The utility abandoned the use of aluminum sulfate at its Brown treatment plant and replaced it with ferric chloride. Both help remove particles, but aluminum sulfate -- known as alum -- might produce fewer chemical contaminants downstream.
Virginia Tech professor Marc Edwards said Durham's switch to alum in 2003 probably altered the ratio of chloride and sulfate in city water. That makes water highly corrosive and likely to leach lead from solder in residential plumbing parts, Edwards said. The EPA requires utilities to limit corrosiveness.

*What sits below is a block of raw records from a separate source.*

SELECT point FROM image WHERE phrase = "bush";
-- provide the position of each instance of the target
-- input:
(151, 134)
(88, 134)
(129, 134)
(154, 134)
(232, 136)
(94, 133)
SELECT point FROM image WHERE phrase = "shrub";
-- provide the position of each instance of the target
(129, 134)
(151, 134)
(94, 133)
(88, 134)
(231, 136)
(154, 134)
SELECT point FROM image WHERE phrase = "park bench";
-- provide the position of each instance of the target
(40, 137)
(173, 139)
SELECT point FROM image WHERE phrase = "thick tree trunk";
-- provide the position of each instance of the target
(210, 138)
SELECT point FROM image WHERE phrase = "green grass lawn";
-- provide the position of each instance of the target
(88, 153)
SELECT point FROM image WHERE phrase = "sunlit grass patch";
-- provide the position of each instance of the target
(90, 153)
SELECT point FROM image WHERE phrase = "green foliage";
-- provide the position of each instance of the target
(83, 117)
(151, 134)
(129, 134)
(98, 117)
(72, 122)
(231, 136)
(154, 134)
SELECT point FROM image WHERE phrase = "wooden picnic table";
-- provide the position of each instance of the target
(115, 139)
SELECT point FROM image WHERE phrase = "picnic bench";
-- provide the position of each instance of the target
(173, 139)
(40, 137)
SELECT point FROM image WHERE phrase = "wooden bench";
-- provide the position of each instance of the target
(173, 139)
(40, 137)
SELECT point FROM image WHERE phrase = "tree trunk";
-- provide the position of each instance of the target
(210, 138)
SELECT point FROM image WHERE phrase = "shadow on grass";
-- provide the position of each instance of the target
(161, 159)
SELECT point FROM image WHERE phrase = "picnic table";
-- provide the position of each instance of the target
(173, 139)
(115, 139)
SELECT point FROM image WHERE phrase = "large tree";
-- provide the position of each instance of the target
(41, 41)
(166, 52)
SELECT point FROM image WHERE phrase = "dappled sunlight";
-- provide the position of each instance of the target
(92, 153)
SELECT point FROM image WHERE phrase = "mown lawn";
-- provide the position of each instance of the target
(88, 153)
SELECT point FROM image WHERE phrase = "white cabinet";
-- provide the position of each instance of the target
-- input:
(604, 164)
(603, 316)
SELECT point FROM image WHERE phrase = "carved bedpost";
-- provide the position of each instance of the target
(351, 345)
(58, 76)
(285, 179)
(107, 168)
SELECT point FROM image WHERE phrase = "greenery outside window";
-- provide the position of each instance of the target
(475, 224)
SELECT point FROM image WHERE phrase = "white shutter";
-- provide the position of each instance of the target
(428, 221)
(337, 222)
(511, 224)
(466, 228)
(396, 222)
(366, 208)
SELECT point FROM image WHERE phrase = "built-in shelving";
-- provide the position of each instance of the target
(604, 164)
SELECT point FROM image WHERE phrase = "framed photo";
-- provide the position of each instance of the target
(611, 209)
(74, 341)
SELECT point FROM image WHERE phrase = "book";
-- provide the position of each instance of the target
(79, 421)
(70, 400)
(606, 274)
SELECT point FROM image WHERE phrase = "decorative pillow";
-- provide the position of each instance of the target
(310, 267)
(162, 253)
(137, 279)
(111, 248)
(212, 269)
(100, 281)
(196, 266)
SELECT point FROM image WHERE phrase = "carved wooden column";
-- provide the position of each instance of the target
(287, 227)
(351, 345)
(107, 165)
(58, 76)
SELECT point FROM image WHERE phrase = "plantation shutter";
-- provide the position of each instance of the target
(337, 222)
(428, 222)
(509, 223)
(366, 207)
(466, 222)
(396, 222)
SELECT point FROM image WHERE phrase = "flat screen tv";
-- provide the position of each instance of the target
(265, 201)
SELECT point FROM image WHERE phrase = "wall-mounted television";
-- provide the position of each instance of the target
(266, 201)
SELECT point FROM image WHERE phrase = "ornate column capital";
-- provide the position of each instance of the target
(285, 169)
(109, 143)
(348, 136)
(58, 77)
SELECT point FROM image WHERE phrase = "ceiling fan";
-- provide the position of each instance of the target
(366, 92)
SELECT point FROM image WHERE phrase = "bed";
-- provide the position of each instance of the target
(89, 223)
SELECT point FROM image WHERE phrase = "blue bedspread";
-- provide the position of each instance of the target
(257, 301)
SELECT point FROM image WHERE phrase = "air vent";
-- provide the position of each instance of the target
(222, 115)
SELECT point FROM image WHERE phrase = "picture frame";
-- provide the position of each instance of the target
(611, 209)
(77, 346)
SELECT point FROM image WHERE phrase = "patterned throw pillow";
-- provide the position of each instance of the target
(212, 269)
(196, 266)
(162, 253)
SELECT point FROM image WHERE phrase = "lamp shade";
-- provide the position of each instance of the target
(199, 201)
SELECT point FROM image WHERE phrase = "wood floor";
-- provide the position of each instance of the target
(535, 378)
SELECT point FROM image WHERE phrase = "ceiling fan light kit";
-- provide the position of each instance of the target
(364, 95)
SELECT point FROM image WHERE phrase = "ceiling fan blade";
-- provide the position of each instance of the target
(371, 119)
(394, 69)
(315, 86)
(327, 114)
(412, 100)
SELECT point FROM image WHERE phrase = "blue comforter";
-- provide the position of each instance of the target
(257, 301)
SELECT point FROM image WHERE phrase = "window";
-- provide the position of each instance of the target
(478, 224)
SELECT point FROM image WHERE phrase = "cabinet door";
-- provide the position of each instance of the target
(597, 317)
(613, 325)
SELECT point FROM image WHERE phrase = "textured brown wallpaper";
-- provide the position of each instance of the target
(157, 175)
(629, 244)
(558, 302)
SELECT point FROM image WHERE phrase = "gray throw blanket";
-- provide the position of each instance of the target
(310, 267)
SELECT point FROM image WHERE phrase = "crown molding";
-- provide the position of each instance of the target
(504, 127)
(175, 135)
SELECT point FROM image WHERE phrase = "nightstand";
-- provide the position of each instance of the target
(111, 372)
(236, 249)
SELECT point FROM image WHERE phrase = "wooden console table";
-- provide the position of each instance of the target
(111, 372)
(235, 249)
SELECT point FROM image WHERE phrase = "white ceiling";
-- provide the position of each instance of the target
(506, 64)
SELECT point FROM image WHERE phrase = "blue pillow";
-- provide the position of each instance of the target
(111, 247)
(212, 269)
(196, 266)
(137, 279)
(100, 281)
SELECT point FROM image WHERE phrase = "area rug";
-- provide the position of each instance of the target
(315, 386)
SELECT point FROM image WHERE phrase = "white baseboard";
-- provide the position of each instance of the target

Durham was alerted to lead in water at some city homes in May after a child was diagnosed with lead poisoning. Health officials traced the source to a drinking faucet in an apartment complex where the child had lived. Later tests arranged by the health department turned up lead in apartments and homes nearby.
The city utility intends to retest 11 homes with elevated lead near the complex using its standard protocol, which asks residents to remove aerators from kitchen taps the night before retrieving water samples. But that approach won't duplicate what most people consume after turning on their tap, Edwards has said.
Edwards and the Environmental Protection Agency have found that lead particles trapped in aerators can be the source of lead contamination in water.
"Sampling with the aerator on is more representative of actual consumer exposure, although EPA provides no guidance to utilities on this potentially important issue," Edwards said.
Durham has people remove aerators before the tests because it advises customers to remove and clean them them regularly, utility officials say.